” Unlike other nascent naked payments technologies aimed at directly linking consumers’ biometric data to their payment accounts, Hitachi’s system revolved around coupons, allowing participants to dispense with the actual paper, and helping merchants to ensure that coupon use is accurately tracked and accounted for.”
Hitachi and Japanese telecom KDDI have conducted a trial of naked payments technology designed to let customers at a KDDI store in Tokyo and at a certain Mr. Donut shop pay for their purchases with a fingerprint scan.
In announcing the trial, Hitachi stressed the system’s use of blockchain technology, which was implemented through a third partner in the project, Hyperledger Fabric. Participating shoppers’ data was distributed across a decentralized ledger, ensuring that the payment systems would not be dependent on a central server, while helping to protect against potential hack attacks.
As for the biometric payments themselves, they were based on fingerprint authentication, which participants were required to submit at the time of registration for the system. Unlike other nascent naked payments technologies aimed at directly linking consumers’ biometric data to their payment accounts, Hitachi’s system revolved around coupons, allowing participants to dispense with the actual paper, and helping merchants to ensure that coupon use is accurately tracked and accounted for.

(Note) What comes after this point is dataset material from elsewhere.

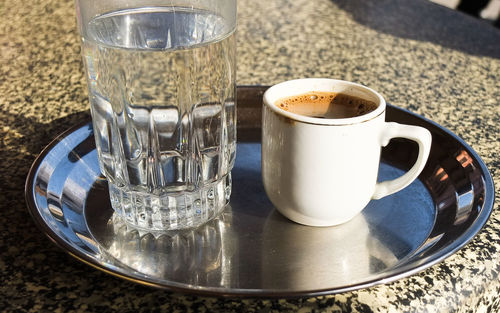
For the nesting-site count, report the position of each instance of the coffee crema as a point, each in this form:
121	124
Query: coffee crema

The trial ran only two days, from July 25th to 26th, and in announcing it Hitachi repeatedly referred to it as an “experiment”, so there is no reason to believe that Hitachi and KDDI intend to follow through with a large-scale naked payments system. But the pursuit of such an experiment in itself suggests that these major companies see considerable potential in biometric payments technologies, not to mention blockchain accounting.